The logging does not reveal any details, restarting the datastore and routed osrm programs, so we are a bit at a loss on what is going on.

danpat commented 5 years ago

@FHDumay I can't think of a reason it would fail, as long as you're passing the --max-table-size option.

Things I'd check for:

  1. Make sure requests are actually hitting the osrm-routed process you think they are. osrm-routed runs with the SO_REUSEPORT socket option, which allows multiple osrm-routed processes to listen on the same port number, and the kernel will round-robin connections between them. It's not unheard of to accidentally start up a "testing" osrm-routed process on the same port and have it receive half your requests.
  2. Verify that the request re-writing is working as expected. I see you're adding a path prefix of /osrm/ch/nl - ensure that it's removed before being forwarded to the osrm-routed backends. I assume you've checked this, and I wouldn't expect the TooBig error if this was broken, but it's something to check.
jcoupey commented 5 years ago

My guess is that replacing with --max-table-size 65535 will solve the problem. ;-)

The --max-table-size 65536 value looks suspicious. Probably using 2^16 overflows when the value is parsed at

https://github.com/Project-OSRM/osrm-backend/blob/535647e439f823f693a0c29ed9a8315104b52a0b/src/tools/routed.cpp#L139-L140

So no request size will ever be lower than the max value stored.

oberon-oss commented 5 years ago

@jcoupey @danpat Thanks for the replies. I changed it to 65535, and it works. Curious though why it is set as an int, and it behaves as if it can only handle unsigned short values (int16). I was under the impression that default int values where 32 or 64 bit in C/C++. I looked at the exact same piece of code shown above to see why the value was giving problems. Is this a design decision - i.e. it was never expected (or not supported) to have table sizes exceed the 64k limits ?

Regards, Fabien H. Dumay

danpat commented 5 years ago

@FHDumay I think @jcoupey 's suspicion is on the money, but I have no idea why. I've done plenty of >64k coordinate table requests via the HTTP API and haven't hit this issue. You're right, int should be at least 32 bits on most platforms.

What platform are you running this on?

jcoupey commented 5 years ago

@danpat just did a quick check on my laptop running Ubuntu 18.04 and I'm hitting this issue too, i.e. --max-table-size 65536 overflows, resulting in TooBig responses, while --max-table-size 65535 works just fine.

danpat commented 5 years ago

Well dang, now I doubt my memory.

I think the problem is probably here:

https://github.com/Project-OSRM/osrm-backend/blob/master/src/engine/plugins/table.cpp#L65

I think the multiplication of max_locations_distance_table * max_locations_distance_table is overflowing before the static_cast.
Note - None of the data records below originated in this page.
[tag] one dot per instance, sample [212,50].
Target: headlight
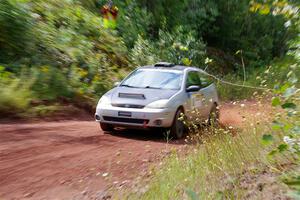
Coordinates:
[158,104]
[104,101]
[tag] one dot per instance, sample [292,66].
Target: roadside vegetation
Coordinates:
[58,52]
[61,52]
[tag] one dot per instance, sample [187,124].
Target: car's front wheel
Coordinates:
[106,127]
[178,127]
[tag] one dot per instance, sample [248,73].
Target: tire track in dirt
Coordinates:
[76,160]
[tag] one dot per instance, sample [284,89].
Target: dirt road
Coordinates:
[76,160]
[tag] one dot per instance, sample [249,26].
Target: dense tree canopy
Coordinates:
[64,41]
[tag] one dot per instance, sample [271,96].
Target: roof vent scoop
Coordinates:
[164,64]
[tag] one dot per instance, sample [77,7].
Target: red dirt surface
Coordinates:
[75,160]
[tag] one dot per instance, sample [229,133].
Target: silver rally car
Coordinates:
[155,96]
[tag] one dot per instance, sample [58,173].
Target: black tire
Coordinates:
[214,116]
[178,127]
[106,127]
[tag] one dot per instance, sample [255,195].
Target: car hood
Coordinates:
[138,96]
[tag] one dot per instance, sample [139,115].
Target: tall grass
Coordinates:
[211,169]
[15,97]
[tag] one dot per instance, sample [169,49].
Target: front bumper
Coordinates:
[144,118]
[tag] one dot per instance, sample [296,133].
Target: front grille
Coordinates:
[132,96]
[128,105]
[126,120]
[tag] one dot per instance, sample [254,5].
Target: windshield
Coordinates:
[154,79]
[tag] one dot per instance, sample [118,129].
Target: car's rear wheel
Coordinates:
[214,116]
[178,127]
[106,127]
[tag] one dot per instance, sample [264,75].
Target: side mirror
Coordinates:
[193,88]
[116,84]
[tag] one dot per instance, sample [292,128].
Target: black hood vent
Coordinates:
[132,96]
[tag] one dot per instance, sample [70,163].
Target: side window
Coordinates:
[193,78]
[205,80]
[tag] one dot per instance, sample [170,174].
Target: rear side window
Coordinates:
[193,78]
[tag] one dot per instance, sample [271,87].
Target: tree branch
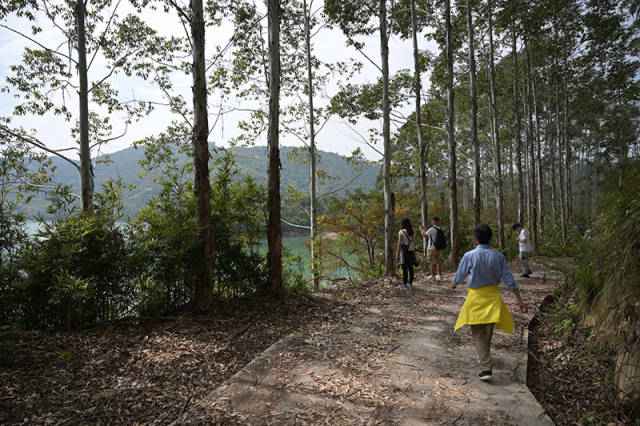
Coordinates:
[38,43]
[32,141]
[180,10]
[106,28]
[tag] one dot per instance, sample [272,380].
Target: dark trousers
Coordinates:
[407,274]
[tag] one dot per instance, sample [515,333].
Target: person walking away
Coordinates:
[524,249]
[483,308]
[436,243]
[406,252]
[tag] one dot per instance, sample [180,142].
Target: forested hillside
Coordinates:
[511,126]
[340,175]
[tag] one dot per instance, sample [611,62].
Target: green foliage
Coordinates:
[77,272]
[164,240]
[609,265]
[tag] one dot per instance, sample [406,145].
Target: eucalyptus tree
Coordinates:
[473,94]
[451,138]
[94,32]
[495,128]
[355,18]
[274,228]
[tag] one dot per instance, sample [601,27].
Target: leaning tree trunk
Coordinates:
[533,215]
[451,138]
[567,159]
[202,287]
[274,230]
[312,152]
[561,170]
[474,118]
[539,172]
[86,169]
[422,146]
[386,135]
[496,133]
[517,130]
[553,137]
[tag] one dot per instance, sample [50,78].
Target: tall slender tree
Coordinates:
[274,228]
[473,93]
[517,131]
[200,141]
[495,128]
[531,164]
[386,140]
[422,146]
[312,151]
[451,139]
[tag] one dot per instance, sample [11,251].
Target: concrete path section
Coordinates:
[395,361]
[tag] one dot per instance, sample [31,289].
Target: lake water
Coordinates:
[297,256]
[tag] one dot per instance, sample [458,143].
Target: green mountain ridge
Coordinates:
[339,175]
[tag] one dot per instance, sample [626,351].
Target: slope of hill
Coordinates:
[340,175]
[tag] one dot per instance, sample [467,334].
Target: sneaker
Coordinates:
[485,375]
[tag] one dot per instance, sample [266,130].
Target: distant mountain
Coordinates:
[339,175]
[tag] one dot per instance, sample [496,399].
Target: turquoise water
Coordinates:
[297,258]
[296,252]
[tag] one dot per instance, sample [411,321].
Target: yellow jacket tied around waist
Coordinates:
[484,305]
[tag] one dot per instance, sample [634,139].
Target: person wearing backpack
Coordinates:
[484,310]
[436,243]
[406,253]
[525,249]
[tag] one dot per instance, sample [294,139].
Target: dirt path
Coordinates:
[395,361]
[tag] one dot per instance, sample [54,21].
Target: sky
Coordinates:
[328,45]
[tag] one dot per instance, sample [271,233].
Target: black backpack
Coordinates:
[440,243]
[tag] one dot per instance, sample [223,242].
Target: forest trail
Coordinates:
[394,361]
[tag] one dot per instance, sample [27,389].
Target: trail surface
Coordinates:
[393,360]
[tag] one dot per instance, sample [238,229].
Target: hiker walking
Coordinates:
[525,248]
[436,243]
[406,252]
[483,308]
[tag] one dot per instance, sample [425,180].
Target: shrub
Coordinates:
[77,273]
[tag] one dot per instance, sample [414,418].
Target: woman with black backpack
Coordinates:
[406,252]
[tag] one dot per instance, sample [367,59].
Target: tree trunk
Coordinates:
[451,137]
[533,216]
[312,152]
[567,158]
[86,168]
[386,135]
[552,160]
[474,118]
[561,170]
[274,230]
[539,170]
[517,131]
[200,135]
[496,133]
[422,146]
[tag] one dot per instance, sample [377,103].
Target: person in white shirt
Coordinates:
[524,248]
[436,243]
[406,253]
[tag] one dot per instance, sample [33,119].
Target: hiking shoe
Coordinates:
[485,375]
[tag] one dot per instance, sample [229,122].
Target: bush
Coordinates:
[164,240]
[77,273]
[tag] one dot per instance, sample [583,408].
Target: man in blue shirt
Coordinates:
[483,309]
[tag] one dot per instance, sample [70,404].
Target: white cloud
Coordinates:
[329,45]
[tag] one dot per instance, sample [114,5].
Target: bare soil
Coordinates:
[140,371]
[570,373]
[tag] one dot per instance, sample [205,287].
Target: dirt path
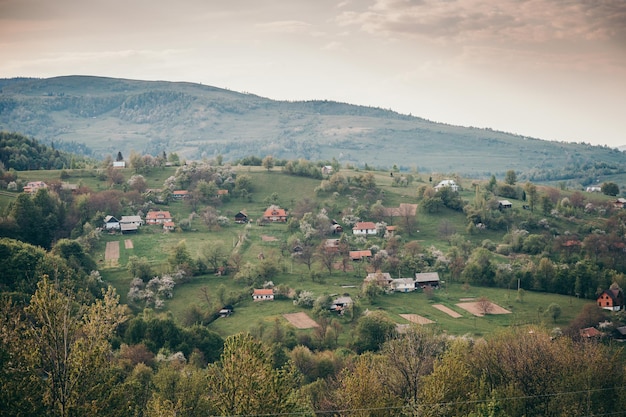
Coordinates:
[112,253]
[301,320]
[475,309]
[447,310]
[414,318]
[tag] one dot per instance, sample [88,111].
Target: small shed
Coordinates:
[111,223]
[241,217]
[504,204]
[427,279]
[263,294]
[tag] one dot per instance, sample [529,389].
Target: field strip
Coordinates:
[476,310]
[112,253]
[447,310]
[300,320]
[414,318]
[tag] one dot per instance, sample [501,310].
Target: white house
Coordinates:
[403,284]
[447,183]
[364,229]
[136,220]
[424,279]
[111,223]
[263,294]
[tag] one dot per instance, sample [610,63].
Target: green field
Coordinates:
[152,243]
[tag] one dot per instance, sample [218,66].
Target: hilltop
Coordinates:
[97,116]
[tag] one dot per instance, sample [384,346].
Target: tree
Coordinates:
[554,311]
[610,188]
[139,268]
[362,391]
[410,357]
[268,162]
[69,344]
[244,382]
[531,193]
[373,330]
[484,305]
[510,177]
[215,255]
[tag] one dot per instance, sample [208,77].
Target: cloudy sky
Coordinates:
[552,69]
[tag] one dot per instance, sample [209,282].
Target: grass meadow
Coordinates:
[152,243]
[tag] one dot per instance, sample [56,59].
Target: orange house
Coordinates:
[275,214]
[612,299]
[158,217]
[264,294]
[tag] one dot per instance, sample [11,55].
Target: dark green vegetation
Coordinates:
[83,333]
[101,116]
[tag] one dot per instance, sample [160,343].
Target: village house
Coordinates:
[180,194]
[403,284]
[340,304]
[331,245]
[611,299]
[111,223]
[275,214]
[263,294]
[364,229]
[504,204]
[447,183]
[158,217]
[358,255]
[427,279]
[241,217]
[382,279]
[32,186]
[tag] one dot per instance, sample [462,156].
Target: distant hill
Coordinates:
[100,116]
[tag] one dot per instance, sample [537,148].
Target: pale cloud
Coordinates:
[525,21]
[284,26]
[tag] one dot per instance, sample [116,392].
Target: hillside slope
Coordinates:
[110,115]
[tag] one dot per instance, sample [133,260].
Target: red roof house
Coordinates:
[158,217]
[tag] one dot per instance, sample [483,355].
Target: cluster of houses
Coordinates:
[130,224]
[421,280]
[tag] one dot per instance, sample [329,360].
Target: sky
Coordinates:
[549,69]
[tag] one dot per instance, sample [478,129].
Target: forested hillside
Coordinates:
[20,153]
[101,116]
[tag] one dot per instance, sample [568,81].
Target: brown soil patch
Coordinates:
[301,320]
[414,318]
[112,253]
[475,309]
[447,310]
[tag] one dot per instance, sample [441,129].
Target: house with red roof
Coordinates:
[364,229]
[611,299]
[275,214]
[158,217]
[263,294]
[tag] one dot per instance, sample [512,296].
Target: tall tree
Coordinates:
[511,177]
[244,382]
[69,345]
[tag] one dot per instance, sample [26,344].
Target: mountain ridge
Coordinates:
[198,121]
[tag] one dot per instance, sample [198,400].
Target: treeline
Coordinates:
[63,357]
[22,154]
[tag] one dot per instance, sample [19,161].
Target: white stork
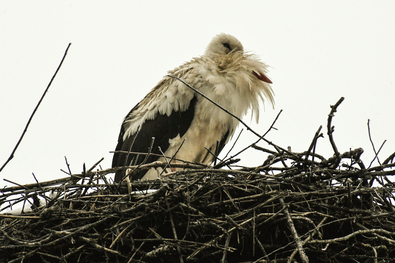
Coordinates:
[182,124]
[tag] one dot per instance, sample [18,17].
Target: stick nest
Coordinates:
[295,207]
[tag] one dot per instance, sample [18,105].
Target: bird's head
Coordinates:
[223,44]
[226,51]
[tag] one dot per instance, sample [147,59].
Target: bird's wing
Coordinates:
[166,112]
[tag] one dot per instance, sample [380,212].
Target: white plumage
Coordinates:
[174,115]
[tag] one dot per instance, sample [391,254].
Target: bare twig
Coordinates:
[331,129]
[34,111]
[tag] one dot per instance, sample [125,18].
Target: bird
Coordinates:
[173,123]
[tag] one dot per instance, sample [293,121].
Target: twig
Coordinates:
[296,237]
[330,130]
[261,137]
[34,111]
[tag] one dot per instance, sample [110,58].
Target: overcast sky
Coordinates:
[318,51]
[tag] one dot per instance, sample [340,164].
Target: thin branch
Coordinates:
[261,137]
[34,111]
[331,129]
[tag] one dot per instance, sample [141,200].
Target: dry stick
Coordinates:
[376,153]
[296,237]
[261,137]
[314,143]
[174,232]
[254,144]
[223,260]
[34,111]
[331,128]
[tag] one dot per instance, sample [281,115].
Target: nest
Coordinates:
[295,207]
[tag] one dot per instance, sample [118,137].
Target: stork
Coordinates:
[173,121]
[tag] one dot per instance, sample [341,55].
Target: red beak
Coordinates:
[262,77]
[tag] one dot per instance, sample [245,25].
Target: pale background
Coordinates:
[318,51]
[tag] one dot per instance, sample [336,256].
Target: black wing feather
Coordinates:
[162,128]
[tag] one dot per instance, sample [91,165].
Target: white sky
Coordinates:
[318,51]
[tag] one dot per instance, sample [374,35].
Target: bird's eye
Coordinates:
[226,45]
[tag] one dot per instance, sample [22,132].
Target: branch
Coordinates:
[332,128]
[34,111]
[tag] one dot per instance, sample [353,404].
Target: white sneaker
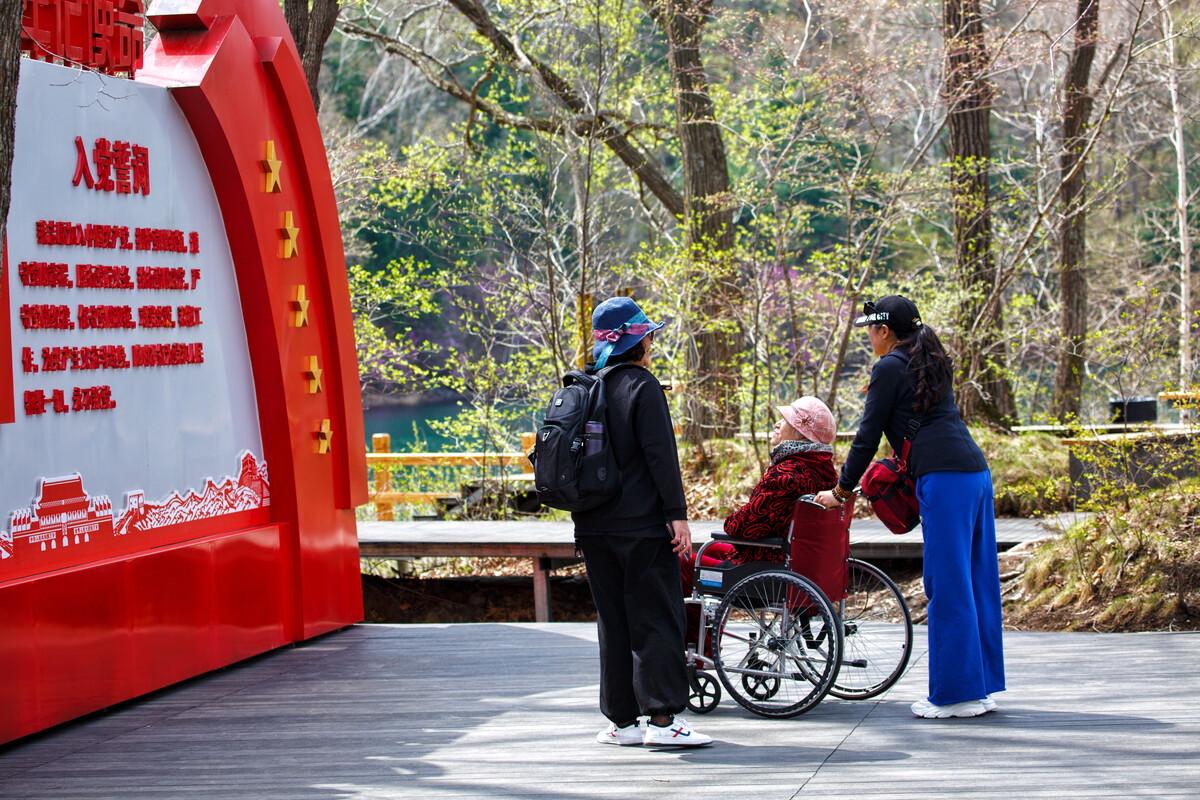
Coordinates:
[677,734]
[630,734]
[928,710]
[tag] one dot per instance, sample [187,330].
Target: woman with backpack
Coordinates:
[912,382]
[630,543]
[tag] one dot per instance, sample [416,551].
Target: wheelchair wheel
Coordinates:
[876,633]
[778,644]
[705,692]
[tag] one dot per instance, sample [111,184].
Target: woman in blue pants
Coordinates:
[912,383]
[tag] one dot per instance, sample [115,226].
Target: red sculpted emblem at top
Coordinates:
[103,35]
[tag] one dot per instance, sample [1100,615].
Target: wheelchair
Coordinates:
[779,637]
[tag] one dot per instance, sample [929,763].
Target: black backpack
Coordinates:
[573,464]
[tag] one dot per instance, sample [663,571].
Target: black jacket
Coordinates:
[639,423]
[942,444]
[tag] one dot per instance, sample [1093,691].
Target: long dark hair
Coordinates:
[933,367]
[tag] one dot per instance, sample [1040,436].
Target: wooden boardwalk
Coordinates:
[551,545]
[381,713]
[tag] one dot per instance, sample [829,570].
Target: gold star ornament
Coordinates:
[270,168]
[324,434]
[312,373]
[299,307]
[289,236]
admirabilis commented 5 years ago

Just increasing this value will not increase RAM usage, right? I understand this will happen only when a larger request comes in.

danpat commented 5 years ago

@teresaejunior That's correct - additional memory is only used when a large request is actually made, and the memory used there is released once the request is complete.

A while back I measured the rough memory required for various table requests (https://github.com/Project-OSRM/osrm-backend/issues/5181#issuecomment-417135981). It's about 75MB of additional memory used for 1000x1000, and 2GB used for 5000x5000.

github-actions[bot] commented 3 months ago

This issue seems to be stale. It will be closed in 30 days if no further activity occurs.